Ia menjelaskan, Desa Matangaji mempunyai cita-cita sebagai desa religi. Maka, pemerintah desa sedang menata infrastrukturnya, menata objeknya yang merupakan petilasan Mbah Kuwu Matangaji, karena itu bagian dari keluarga Keraton Kasepuhan.

“Artinya insfratruktur itu juga berkaitan dengan kebersihan lingkungan. Salah satunya, mandiri dalam mengelola sampah. Karena setiap orang pasti membawa dan menambah jumlah sampah,” kata Fifi.

Ia berharap, Desa Matangaji ini bisa menjadi seperti Singapura. Sebab, di Singapura ketika orang datang bersedia mengikuti aturan, tidak sembarangan membuang sampah. Artinya, belajar disiplin mengelola sampah dari rumah.

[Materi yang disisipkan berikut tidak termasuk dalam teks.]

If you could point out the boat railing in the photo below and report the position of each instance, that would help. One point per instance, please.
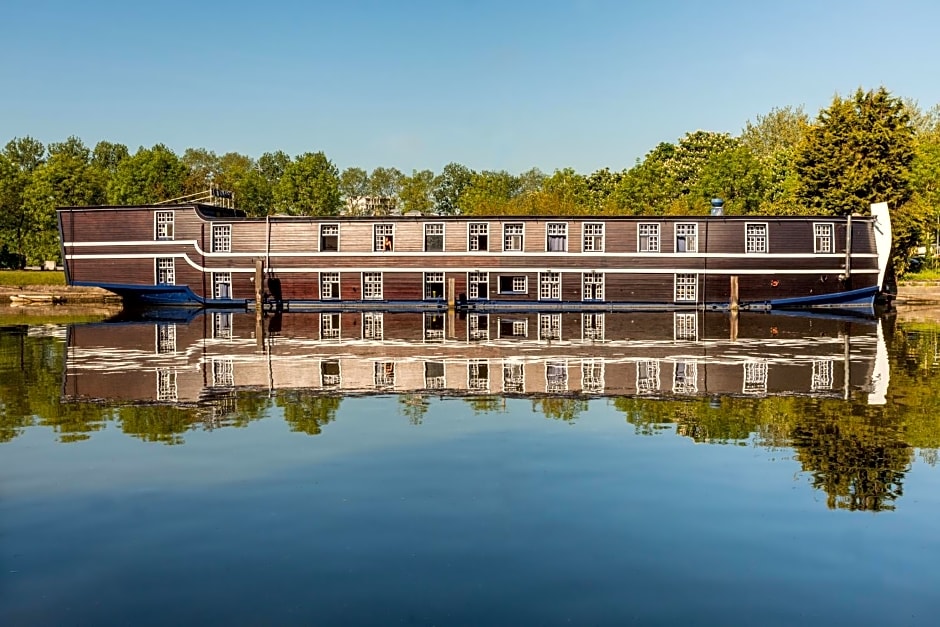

“Sehingga orang yang datang ke sini (Matangaji, red) pun akan ikut terbawa, tidak membuang sampah sembarangan di objek wisata,” ujar Fifi.

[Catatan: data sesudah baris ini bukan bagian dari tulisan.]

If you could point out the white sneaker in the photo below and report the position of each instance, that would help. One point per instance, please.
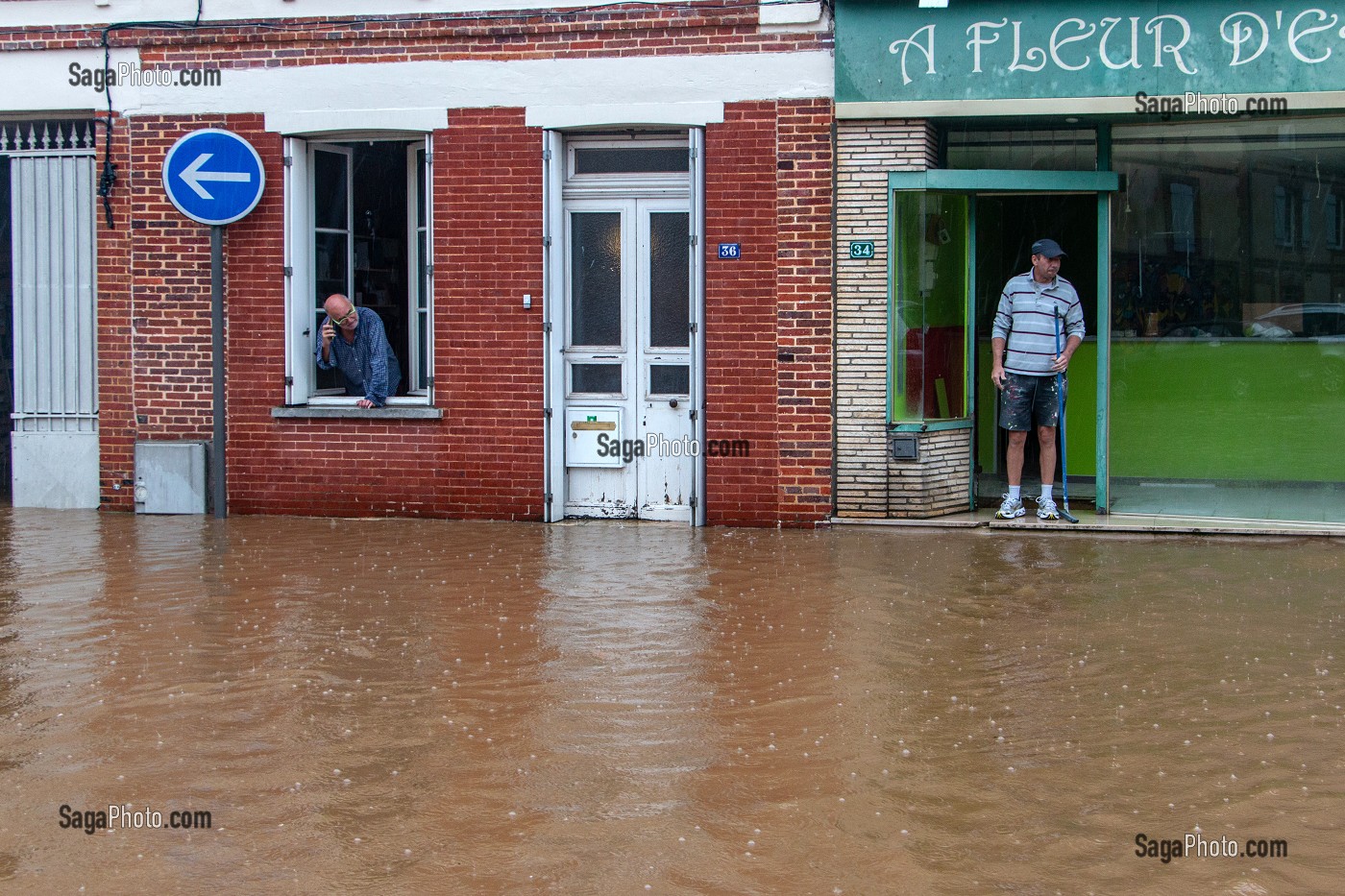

Apalagi, kata dia, di desa tersebut sudah terbentuk bank sampah yang diinisiasi oleh ibu-ibu PKK. Ia berharap bisa masuk ke ranah keluarga untuk menyerukan implementasi pemilihan sampah dari rumah itu bisa berjalan lebih cepat.

“Dukungan Dana Desa dan suport oleh BPD dengan kelompok bumdesnya sudah mempersiapkan TPS terpadu, dan saat ini TPS terpadu sedang dibangun,” ungkapnya.

Sementara itu, Kuwu Desa Matangaji, Rusnadi menuturkan, persiapan pemerintah Desa Matangaji menjadi Desa Mandiri sudah siap. Tinggal pelaksanaan dalam pengelolaan sampah dari masyarakat itu sendiri.

“Sejauh ini, respons masyarakat sudah ada. Hanya saja, belum maksimal. Itu enggak jadi masalah, karena semuanya berproses,” katanya.

Untuk suksesi program itu, menurut Rusnadi, tentunya berangkat dari kelembagaan yang ada di desa. Seiring berjalannya waktu, kesadaran masyarakat akan terbangun. Memilah sampah sampai tidak ada lagi sampah yang keluar untuk dibuang di TPAS milik pemerintah daerah.

“Artinya, masalah bisa sampah selesai di tingkat desa,” ungkap Rusnadi.

Menurutnya, meski bank sampah yang ada Desa Matangaji ini baru berdiri 4 bulan lalu, sudah ada 70 anggota yang mengelola sampah. Bahkan, sudah ada anggota yang mempunyai tabungan dari bank sampah sebesar Rp 700 ribu.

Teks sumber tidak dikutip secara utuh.